Fig. 1: Doryteuthis pealeii anatomy and phylogeny.
figure 1

a Adult D. pealeii (image: Roger Hanlon). b Phylogeny of coleoid cephalopods derived from a single complete mitochondrial genome per species, with Nautilus as outgroup (not shown). Date ranges at nodes indicate minimum and maximum node ages in millions of years as estimated by a strict molecular clock. c Tissues collected from D. pealeii for RNA sequencing, classified as “Neural” (blue), “Non-Neural” (orange), and “Mixed” (purple) tissues. “Mixed” tissues correspond to axial nerve cord (ANC) and Retina (Ret) for containing heterogeneous cell types derived from neural and non-neural tissues. Blood (Blo—not pictured) and posterior salivary gland (PSG) were obtained from a non-reference D. pealeii individual.

Results and Discussion

Genome and gross gene content

We sequenced the large D. pealeii genome (4.6 Gb per haploid24) by combining single-molecular real-time long reads with deep short-read, mate-pair and chromatin conformation capture (“HiC”) sequencing (Methods).

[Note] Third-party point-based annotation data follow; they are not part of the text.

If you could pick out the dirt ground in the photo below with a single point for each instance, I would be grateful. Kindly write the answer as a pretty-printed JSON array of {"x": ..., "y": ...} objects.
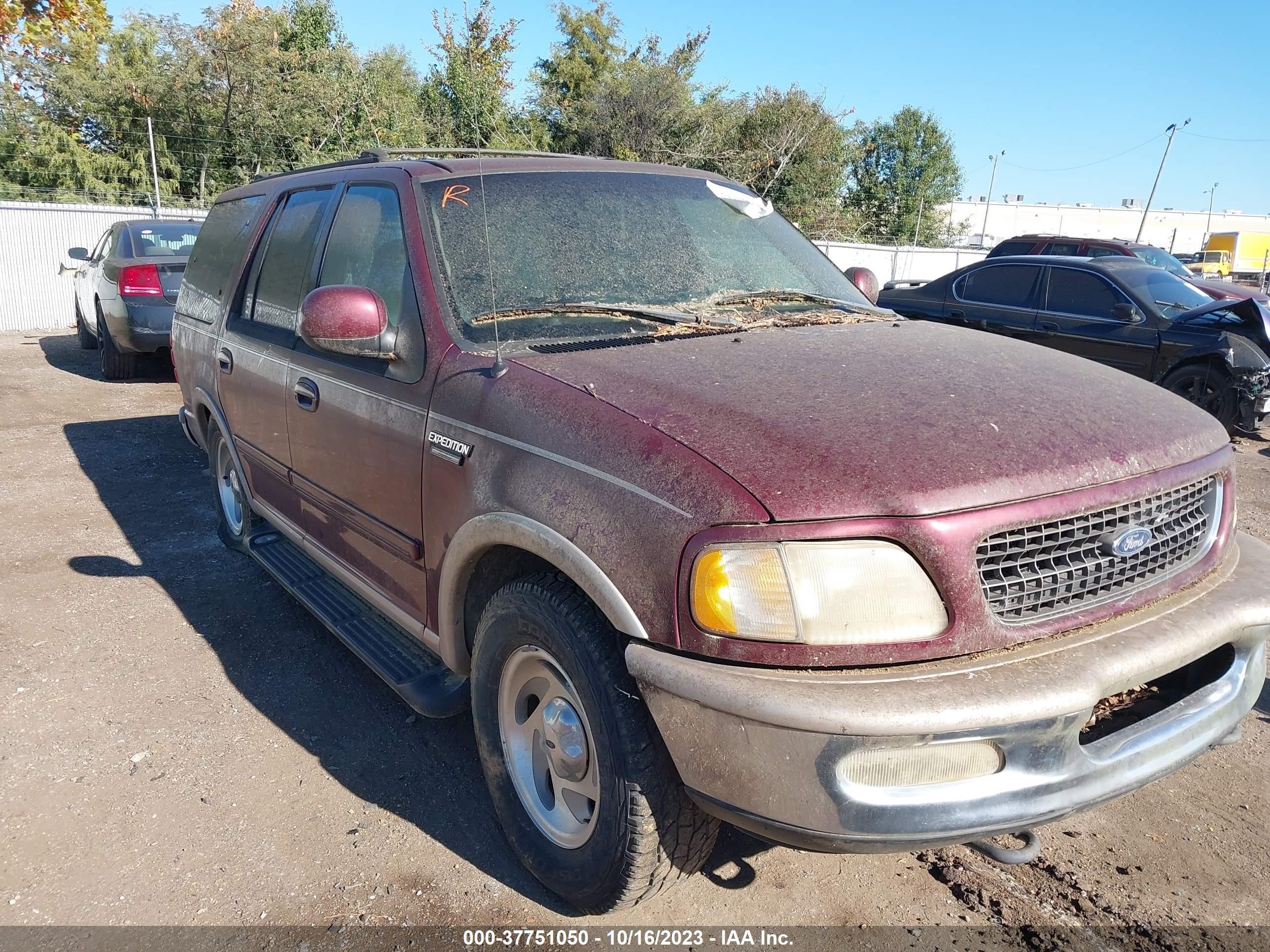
[{"x": 182, "y": 744}]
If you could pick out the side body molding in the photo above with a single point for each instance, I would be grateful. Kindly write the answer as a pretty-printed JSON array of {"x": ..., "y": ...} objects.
[{"x": 483, "y": 534}]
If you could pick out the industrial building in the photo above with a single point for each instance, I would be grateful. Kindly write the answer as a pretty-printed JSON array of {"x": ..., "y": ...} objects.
[{"x": 1172, "y": 229}]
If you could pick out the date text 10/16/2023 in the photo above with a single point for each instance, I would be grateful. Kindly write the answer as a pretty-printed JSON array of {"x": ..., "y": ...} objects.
[{"x": 627, "y": 938}]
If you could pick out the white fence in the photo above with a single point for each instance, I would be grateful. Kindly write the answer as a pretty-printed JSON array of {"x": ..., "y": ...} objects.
[
  {"x": 902, "y": 263},
  {"x": 34, "y": 241}
]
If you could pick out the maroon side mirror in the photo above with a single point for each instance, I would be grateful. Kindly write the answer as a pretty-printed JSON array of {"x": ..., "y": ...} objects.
[
  {"x": 865, "y": 281},
  {"x": 345, "y": 319}
]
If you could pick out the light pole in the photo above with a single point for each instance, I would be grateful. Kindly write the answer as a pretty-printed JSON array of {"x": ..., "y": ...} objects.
[
  {"x": 1208, "y": 229},
  {"x": 1171, "y": 131},
  {"x": 993, "y": 159}
]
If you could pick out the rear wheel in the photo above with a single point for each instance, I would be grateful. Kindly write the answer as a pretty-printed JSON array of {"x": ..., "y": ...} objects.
[
  {"x": 581, "y": 780},
  {"x": 1208, "y": 387},
  {"x": 115, "y": 365},
  {"x": 87, "y": 338},
  {"x": 234, "y": 517}
]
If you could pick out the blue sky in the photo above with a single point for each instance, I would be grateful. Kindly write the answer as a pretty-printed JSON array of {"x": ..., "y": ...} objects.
[{"x": 1055, "y": 85}]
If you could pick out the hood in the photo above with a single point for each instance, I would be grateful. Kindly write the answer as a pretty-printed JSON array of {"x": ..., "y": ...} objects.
[
  {"x": 1254, "y": 316},
  {"x": 903, "y": 418}
]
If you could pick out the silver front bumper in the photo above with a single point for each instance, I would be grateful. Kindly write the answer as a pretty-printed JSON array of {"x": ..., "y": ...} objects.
[{"x": 761, "y": 747}]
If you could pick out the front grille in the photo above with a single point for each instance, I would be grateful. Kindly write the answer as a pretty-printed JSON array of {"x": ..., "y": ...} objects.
[{"x": 1055, "y": 568}]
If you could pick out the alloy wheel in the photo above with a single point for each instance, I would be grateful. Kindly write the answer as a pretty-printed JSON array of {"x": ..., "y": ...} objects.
[
  {"x": 229, "y": 489},
  {"x": 549, "y": 747}
]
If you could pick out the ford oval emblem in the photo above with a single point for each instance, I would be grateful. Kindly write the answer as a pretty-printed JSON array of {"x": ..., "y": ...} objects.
[{"x": 1128, "y": 541}]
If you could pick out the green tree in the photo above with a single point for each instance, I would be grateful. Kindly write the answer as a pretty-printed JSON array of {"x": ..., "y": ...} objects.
[
  {"x": 598, "y": 98},
  {"x": 790, "y": 149},
  {"x": 900, "y": 168},
  {"x": 468, "y": 88},
  {"x": 40, "y": 28}
]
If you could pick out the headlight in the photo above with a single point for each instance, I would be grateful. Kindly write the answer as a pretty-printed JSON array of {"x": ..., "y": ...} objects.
[{"x": 861, "y": 592}]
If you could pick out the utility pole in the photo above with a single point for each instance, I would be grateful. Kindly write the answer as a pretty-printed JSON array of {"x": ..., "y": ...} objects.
[
  {"x": 1171, "y": 131},
  {"x": 1208, "y": 229},
  {"x": 993, "y": 159},
  {"x": 154, "y": 167}
]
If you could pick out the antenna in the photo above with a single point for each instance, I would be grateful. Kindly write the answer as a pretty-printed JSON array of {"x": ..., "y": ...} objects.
[{"x": 499, "y": 367}]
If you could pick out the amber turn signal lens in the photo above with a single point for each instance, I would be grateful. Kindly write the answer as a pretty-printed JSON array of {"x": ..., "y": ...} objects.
[{"x": 711, "y": 598}]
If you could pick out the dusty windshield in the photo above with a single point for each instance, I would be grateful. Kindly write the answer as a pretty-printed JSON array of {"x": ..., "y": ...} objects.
[
  {"x": 612, "y": 253},
  {"x": 1171, "y": 296},
  {"x": 1163, "y": 259}
]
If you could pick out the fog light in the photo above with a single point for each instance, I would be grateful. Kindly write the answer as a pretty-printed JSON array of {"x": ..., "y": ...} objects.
[{"x": 929, "y": 763}]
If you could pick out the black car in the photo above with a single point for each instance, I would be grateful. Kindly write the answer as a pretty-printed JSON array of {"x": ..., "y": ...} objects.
[
  {"x": 126, "y": 289},
  {"x": 1119, "y": 311}
]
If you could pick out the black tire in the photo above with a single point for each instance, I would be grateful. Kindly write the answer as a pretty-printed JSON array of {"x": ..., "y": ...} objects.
[
  {"x": 88, "y": 340},
  {"x": 648, "y": 834},
  {"x": 1207, "y": 386},
  {"x": 234, "y": 528},
  {"x": 115, "y": 365}
]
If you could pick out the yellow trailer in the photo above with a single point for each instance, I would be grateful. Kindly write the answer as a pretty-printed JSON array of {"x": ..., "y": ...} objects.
[{"x": 1246, "y": 256}]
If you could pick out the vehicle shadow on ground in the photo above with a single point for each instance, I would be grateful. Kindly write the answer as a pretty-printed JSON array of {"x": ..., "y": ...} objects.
[
  {"x": 63, "y": 351},
  {"x": 295, "y": 672}
]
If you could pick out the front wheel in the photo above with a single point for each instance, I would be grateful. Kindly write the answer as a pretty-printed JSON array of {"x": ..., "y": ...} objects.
[
  {"x": 1208, "y": 387},
  {"x": 581, "y": 780},
  {"x": 88, "y": 342}
]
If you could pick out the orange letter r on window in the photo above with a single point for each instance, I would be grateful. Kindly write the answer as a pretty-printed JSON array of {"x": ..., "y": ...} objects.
[{"x": 453, "y": 192}]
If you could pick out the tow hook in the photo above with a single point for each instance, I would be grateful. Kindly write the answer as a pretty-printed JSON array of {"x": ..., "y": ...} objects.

Over 10% of the genome is composed of the (AT)n microsatellite, emphasizing the importance of unbiased long-read sequencing technology for cephalopods. We used genomic DNA from a single male individual to minimize the impact of the ~1.2% observed heterozygosity, which is modest for marine invertebrates but can introduce spurious redundancies unless alternate haplotypes are excluded from the primary assembly (“Methods”, Supplementary Note 1). Transcript data were collected from 27 tissues, 25 of which were isolated from the reference individual (Supplementary Table 3), facilitating the analysis of RNA editing. Our genome assembly totals 4.59 Gbp and comprises 46 long scaffolds (40–158 Mbp) (Supplementary Fig. 1) that we identify with chromosomes, matching the 2N = 92 karyotype that is shared by loliginids and related sepiids25,26. The assembly captures more than 96% of the known protein-coding gene complement (Supplementary Note 1).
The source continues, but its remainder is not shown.